Acordo de madrugada de um sonho na qual não lembro qual foi, e imediatamente abro os olhos.
A noite é mágica!
Olho à minha volta e percebo que há algo de diferente no ar, como se o espaçotempo estivesse tentando me pregar uma peça, me colocando em um universo paralelo. Tudo está exatamente igual. O mesmo teto de laje sem embolço e um guarda roupa ao lado da cama. O mesmo lençol verde vômito sobre o meu corpo em um colchão sem coberta. Mesmo assim eu percebo que tem alguma coisa de errado. Como a música estranha do mensageiro do vento na porta da sala, ou os tubos de luz que vem da rua entrando pelas persianas da janela. Tudo exatamente da mesma forma, mas existe alguma coisa imcompreensível a percepção humana na qual naquele momento passo a perceber, e compreender que estou em outro lugar. Como se o ar flutuasse suspenso no ar. Como se o chão estivesse mais baixo e meus pés precisassem de um relance a mais de tempo para tocar o chão. Levanto e passo pela porta entreaberta do quarto me esforçando para não toca-la e quebrar todo o encanto. Caminho pelo corredor que leva até a sala(corredor esse que eu jamais havia notado que existia) e saio pela porta da frente com a mesma roupa do corpo.
Aí está a prova:
Nenhum passaro canta ou grilo esgarniça. Não há gatos no telhado,ou motocicletas chamando atenção nas ruas. A cidade, toda ela, está em absoluto silencio. Não há criaturas da noite ou o som do vento, sequer há vento. É como se ele não existisse mais nesse plano de realidade paralela em que estou.

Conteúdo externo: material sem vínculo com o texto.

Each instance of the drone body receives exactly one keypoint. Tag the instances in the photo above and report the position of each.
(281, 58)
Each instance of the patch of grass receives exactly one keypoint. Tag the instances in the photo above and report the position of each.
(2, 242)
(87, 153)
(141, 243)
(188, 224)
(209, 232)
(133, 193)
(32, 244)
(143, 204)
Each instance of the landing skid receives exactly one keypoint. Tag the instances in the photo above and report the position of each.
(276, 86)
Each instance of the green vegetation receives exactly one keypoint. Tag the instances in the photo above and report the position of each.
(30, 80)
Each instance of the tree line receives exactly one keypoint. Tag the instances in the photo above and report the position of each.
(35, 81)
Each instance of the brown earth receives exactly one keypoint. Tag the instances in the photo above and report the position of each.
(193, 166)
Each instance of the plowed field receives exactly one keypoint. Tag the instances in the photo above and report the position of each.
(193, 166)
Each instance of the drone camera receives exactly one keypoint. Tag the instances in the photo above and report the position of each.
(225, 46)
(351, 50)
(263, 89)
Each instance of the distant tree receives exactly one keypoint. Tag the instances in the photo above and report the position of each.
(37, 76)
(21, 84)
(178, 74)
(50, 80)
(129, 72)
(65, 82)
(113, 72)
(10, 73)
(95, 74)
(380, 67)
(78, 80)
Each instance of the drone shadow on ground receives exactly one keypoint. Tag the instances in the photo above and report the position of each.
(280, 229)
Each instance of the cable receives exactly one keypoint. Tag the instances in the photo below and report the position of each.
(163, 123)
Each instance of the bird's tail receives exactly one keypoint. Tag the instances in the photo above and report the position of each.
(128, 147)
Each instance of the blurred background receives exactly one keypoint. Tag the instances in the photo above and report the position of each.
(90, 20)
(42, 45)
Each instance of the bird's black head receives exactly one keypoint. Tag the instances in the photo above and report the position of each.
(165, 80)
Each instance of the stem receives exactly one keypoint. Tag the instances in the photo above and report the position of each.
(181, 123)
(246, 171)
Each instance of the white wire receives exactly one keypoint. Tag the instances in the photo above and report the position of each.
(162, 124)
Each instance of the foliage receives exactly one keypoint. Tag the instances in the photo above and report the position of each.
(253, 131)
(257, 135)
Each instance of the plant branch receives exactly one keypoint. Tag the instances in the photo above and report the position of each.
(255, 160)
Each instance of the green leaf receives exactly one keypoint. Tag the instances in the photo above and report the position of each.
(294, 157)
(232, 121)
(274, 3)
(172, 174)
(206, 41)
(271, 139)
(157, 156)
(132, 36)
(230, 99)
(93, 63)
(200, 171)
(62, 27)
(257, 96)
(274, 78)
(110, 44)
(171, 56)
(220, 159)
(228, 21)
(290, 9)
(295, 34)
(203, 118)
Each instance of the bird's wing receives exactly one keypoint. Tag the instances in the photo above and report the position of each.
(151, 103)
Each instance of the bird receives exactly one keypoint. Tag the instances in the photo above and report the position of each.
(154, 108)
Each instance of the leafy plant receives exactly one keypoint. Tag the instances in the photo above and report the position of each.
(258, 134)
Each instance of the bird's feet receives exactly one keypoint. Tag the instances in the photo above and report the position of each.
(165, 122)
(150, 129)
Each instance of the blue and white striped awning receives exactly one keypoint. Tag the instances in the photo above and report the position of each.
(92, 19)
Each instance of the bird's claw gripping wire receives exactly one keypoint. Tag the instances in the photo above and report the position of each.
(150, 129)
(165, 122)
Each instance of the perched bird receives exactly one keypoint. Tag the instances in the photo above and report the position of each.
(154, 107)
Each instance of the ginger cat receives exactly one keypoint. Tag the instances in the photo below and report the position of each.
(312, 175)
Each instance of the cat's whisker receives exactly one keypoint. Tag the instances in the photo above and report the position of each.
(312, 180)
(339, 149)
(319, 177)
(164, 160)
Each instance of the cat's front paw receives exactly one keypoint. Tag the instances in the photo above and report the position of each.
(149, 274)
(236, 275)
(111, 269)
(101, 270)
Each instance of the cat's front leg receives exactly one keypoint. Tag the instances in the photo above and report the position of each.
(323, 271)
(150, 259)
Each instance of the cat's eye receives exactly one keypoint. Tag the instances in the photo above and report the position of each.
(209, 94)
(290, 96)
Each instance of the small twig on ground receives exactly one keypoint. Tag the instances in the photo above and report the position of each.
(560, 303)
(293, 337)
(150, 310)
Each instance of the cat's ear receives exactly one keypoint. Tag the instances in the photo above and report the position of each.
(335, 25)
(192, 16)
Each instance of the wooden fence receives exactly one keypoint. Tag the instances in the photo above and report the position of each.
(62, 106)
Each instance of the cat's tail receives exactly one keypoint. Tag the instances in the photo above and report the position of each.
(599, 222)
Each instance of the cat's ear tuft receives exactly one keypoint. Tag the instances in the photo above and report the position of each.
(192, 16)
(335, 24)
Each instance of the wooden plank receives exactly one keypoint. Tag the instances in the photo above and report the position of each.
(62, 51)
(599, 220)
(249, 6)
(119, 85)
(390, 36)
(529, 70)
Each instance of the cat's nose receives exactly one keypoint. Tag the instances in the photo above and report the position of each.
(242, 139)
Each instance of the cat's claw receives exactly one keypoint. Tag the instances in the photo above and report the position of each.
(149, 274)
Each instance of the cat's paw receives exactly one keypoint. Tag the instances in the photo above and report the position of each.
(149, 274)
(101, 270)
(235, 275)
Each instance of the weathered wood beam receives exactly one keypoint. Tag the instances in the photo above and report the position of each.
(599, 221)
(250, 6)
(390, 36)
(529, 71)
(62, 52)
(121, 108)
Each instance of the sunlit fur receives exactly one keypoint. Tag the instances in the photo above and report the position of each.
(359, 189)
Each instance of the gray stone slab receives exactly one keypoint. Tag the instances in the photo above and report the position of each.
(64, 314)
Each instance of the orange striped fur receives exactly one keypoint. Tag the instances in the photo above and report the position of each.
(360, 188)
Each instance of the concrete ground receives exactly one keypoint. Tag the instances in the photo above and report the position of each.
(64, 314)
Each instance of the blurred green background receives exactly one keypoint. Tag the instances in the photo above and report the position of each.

Saio a rua e ela está completamente deserta em uma atmosfera angustiante de ar seco e sem vento. A calçada de concreto com flores amarelas murchas caídas no chão e a rua de pedras paralelepípedo ao estilo colonial fazem contraste com a iluminação alaranjada, cor padrão moderna do Rio de janeiro.
Estamos em setembro, por isso ainda é inverno, mas o céu está completamente limpo e negro- Mais uma prova de que não estou no mundo real.- e a lua está particularmente linda. Quase gigantesca e brilhante de um modo na qual eu jamais havia visto antes, e à sua volta leves nuvens extremamente brancas, cumpridas e suaves, fazendo contraste com o a cor do céu, como excesso de açúcar bem dissolvido e flutuante no café preto.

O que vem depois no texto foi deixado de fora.